Progress is rarely clean.
But mess means movement, and the real question is: how fast can you and your team learn, adapt, and evolve—faster than your competitors?

Easy, you just need GENIUS:

G – Grind fast
Move quickly. Launch early. Learn immediately. Forget overplanning—build, release, improve.

E – Eliminate bureaucracy
Cut approval loops. Flatten hierarchies: empower those closest to the problem to solve it.

N – Normalize failure
Failure is not shame—it is data. Study it, share it, and turn it into your competitive edge.

I – Iterate relentlessly
Do not wait for perfect. Ship version 1, then version 1.1, then 1.2. Every test is a step forward.

U – Understand the core problem
Do not just patch symptoms. Break the problem down, rethink it from first principles, and rebuild.

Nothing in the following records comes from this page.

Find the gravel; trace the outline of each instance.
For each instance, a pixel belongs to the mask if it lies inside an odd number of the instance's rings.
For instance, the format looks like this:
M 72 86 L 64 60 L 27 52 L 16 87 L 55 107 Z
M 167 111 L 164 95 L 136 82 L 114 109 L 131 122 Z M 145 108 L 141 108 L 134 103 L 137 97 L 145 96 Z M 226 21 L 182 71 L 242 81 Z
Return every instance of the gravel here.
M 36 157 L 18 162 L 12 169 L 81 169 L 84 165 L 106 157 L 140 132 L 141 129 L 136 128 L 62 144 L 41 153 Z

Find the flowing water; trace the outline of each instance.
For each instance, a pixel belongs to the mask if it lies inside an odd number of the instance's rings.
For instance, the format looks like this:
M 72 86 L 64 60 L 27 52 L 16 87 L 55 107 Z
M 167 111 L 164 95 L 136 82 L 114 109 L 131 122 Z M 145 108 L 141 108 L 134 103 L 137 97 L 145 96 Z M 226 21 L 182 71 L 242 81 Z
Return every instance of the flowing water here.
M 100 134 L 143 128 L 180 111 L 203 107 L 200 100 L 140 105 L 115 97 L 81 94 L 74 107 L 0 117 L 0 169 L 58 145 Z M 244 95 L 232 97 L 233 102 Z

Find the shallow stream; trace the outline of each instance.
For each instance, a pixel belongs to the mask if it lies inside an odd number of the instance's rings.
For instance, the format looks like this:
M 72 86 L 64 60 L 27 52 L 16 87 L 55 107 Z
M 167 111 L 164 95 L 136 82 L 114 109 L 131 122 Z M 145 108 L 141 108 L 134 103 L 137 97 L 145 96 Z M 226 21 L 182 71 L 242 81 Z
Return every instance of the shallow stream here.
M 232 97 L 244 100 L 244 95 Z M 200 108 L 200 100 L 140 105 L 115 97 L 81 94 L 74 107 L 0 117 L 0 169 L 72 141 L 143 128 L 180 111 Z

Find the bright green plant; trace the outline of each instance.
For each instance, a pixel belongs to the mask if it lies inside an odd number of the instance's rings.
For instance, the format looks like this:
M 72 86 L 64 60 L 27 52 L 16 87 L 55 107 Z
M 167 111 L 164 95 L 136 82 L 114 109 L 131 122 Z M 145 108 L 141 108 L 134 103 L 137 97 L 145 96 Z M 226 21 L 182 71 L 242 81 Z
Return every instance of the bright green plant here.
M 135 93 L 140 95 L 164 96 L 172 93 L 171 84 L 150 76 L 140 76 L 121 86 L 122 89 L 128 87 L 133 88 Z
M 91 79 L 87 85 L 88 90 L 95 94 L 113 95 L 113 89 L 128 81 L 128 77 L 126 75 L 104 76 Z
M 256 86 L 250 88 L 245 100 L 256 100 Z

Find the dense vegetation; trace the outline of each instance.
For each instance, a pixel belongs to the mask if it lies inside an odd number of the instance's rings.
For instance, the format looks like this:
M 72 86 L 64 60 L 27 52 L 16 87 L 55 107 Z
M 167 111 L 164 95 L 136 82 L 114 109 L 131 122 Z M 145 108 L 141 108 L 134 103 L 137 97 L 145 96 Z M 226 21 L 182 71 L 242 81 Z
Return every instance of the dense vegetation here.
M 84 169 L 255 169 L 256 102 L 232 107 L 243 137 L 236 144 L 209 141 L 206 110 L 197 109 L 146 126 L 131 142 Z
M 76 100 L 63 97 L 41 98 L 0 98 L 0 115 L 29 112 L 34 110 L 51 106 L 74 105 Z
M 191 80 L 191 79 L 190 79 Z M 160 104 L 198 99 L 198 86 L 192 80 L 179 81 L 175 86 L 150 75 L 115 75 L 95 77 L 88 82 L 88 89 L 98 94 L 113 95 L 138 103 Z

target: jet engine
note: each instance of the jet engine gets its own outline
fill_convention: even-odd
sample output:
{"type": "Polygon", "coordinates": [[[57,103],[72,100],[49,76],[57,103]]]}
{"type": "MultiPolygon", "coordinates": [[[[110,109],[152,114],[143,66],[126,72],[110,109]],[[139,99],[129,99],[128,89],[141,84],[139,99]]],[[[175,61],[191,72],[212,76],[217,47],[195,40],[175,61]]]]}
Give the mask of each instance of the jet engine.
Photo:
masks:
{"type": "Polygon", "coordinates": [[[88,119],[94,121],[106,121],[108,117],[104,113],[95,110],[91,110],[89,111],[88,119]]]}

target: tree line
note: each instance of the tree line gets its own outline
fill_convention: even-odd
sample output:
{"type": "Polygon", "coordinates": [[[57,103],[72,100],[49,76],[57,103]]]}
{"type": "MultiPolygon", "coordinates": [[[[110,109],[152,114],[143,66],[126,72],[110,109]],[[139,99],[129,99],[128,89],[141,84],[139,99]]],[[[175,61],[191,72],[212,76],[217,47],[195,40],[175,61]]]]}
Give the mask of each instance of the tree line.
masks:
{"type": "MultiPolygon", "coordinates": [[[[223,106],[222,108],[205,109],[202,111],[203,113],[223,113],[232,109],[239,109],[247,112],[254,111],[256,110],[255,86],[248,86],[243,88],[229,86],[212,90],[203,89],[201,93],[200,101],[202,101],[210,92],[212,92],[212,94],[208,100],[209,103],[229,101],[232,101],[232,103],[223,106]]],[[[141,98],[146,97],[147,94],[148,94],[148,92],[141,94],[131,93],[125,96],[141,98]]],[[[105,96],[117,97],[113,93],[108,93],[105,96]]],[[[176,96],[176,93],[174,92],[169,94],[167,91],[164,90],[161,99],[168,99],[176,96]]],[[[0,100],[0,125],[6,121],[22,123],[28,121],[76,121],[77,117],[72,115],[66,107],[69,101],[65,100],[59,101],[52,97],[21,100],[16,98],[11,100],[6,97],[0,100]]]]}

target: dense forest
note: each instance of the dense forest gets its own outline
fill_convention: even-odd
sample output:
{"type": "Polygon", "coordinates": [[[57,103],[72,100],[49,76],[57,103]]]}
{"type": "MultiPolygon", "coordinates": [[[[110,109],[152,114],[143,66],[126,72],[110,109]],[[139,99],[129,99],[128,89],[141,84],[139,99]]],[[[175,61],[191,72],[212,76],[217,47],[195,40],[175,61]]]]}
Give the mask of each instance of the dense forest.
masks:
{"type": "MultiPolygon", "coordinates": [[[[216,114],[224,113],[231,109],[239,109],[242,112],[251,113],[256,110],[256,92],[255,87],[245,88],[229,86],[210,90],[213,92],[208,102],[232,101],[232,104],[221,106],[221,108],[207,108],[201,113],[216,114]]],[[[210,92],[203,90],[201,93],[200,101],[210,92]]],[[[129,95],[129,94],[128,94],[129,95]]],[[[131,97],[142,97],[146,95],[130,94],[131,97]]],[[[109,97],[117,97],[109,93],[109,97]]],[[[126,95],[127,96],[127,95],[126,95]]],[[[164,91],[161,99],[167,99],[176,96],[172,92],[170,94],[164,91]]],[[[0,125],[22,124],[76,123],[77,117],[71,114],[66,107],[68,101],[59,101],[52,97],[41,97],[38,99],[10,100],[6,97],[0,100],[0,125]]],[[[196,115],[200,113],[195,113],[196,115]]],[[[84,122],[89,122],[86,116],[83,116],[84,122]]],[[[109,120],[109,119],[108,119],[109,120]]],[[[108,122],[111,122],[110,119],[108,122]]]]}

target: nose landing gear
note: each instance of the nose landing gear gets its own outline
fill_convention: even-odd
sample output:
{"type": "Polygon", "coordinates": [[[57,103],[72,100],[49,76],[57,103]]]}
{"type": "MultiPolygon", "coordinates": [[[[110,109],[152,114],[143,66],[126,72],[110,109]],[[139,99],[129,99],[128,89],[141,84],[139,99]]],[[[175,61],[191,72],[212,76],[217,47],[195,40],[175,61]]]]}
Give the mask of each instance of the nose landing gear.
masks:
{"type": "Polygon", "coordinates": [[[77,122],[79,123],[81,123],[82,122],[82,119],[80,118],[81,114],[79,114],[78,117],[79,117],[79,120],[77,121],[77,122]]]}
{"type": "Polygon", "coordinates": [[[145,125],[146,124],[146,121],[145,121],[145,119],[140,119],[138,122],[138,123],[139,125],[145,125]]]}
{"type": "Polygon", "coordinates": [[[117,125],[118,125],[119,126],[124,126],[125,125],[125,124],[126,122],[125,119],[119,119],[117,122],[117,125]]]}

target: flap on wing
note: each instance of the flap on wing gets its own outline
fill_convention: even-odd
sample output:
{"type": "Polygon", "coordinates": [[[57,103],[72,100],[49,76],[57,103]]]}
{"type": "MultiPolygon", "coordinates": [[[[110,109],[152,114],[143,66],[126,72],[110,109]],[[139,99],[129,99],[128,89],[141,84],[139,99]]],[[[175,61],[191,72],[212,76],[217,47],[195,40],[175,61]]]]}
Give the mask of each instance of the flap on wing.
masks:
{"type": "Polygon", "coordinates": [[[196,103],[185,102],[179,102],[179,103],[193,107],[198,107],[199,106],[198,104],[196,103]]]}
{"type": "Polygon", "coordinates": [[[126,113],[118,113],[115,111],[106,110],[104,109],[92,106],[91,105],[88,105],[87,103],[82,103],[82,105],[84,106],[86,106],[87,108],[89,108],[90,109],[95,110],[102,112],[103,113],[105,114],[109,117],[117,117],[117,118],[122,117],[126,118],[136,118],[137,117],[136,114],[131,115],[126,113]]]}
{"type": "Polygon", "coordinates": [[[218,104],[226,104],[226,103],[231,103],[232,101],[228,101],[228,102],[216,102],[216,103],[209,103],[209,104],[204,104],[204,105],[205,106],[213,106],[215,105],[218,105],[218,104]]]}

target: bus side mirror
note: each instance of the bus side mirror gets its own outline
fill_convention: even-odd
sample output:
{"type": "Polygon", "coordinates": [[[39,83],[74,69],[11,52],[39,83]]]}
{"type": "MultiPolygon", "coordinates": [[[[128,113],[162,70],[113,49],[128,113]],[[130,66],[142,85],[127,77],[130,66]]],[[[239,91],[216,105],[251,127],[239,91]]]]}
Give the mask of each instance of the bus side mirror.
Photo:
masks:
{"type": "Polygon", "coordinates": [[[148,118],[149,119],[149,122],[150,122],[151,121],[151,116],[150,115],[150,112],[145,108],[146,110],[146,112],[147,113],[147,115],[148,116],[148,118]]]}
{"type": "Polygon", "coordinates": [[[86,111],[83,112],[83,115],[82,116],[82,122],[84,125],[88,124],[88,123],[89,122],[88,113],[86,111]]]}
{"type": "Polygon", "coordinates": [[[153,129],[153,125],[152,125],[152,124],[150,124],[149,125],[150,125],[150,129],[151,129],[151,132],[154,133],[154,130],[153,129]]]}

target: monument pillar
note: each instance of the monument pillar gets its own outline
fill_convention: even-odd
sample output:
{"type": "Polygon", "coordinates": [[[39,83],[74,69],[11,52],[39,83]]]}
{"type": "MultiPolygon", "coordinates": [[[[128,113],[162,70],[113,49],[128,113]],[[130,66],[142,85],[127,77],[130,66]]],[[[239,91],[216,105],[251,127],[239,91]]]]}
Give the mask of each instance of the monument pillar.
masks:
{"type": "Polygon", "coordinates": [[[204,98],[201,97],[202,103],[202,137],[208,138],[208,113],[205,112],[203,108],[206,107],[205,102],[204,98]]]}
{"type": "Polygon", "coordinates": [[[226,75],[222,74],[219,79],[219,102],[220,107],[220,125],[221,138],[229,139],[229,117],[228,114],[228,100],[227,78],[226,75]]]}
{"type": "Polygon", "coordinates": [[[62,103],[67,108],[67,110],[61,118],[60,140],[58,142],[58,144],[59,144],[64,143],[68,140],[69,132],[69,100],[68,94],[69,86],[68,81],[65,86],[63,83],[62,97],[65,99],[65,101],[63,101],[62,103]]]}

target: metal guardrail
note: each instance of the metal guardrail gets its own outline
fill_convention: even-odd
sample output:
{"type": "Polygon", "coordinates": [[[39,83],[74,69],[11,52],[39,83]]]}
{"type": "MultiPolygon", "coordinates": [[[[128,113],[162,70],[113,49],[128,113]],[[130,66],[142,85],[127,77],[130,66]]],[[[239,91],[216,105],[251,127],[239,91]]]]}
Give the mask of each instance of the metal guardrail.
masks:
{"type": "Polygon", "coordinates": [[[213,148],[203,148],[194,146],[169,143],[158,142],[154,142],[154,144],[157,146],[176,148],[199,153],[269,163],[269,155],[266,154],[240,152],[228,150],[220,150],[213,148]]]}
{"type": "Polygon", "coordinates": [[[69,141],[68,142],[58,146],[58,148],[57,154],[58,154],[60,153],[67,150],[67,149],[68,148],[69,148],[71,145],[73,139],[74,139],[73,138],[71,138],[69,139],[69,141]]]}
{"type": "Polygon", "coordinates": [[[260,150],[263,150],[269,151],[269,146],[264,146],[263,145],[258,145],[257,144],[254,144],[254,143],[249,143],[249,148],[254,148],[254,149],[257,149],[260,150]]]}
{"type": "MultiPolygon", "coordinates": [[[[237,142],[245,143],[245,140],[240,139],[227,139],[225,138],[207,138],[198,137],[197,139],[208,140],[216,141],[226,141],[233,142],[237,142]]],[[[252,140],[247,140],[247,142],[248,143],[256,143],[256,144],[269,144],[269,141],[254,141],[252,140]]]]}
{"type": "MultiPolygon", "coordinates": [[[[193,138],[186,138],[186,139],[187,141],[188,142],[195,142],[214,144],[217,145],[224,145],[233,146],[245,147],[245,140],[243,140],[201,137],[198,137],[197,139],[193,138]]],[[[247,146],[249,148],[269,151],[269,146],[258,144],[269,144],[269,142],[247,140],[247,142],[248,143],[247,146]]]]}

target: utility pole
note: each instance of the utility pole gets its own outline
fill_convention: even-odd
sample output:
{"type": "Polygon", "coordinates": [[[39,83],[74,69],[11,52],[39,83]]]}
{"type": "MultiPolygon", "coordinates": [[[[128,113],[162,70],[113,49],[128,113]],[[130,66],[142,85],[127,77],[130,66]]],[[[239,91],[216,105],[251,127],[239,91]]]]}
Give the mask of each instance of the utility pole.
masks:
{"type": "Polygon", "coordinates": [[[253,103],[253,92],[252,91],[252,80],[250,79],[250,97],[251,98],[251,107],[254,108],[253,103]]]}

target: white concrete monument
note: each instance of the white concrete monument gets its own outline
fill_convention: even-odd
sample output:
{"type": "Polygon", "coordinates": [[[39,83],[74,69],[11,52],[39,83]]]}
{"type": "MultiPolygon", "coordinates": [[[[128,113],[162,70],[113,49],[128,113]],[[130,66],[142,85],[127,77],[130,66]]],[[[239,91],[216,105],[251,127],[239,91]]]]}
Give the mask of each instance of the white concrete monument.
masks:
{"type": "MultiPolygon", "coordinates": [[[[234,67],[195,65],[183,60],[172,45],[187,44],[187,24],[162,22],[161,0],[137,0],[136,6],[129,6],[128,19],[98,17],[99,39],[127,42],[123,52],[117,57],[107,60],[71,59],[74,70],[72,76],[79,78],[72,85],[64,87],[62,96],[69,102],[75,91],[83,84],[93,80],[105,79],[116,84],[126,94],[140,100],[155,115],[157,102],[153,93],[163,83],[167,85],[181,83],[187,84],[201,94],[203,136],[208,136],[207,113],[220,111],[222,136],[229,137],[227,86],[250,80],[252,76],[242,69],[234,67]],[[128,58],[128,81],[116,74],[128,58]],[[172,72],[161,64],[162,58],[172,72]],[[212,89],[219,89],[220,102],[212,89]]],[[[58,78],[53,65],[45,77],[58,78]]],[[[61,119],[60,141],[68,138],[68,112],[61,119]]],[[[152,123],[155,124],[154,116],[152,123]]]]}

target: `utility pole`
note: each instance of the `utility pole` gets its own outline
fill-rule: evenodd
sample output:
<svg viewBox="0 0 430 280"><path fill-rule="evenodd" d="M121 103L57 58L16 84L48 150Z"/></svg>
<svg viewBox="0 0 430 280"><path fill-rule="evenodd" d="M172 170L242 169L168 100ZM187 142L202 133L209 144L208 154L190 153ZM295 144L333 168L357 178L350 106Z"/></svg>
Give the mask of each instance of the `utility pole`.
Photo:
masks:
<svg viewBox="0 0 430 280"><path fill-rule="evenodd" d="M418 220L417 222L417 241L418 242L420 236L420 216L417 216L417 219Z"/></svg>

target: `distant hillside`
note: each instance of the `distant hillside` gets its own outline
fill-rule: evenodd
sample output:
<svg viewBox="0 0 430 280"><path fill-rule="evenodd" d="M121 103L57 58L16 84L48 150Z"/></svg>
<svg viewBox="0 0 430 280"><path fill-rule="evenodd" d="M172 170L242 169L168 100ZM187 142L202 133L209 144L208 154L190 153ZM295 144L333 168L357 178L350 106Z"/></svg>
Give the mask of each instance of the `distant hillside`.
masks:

S – Speed of innovation should be bigger than the size of your company
Big teams do not win. Fast-learning teams do.

Do not chase perfection—chase the pace of learning.
Simplify processes. Welcome insights from every corner of the team.

Treat failure as feedback; after all, “He who eats makes crumbs.”
Make iteration your reflex, not your rescue plan.

Measure progress not only in revenue, but in the speed at which you adapt; because companies rarely die from lack of money—they die when they stop learning.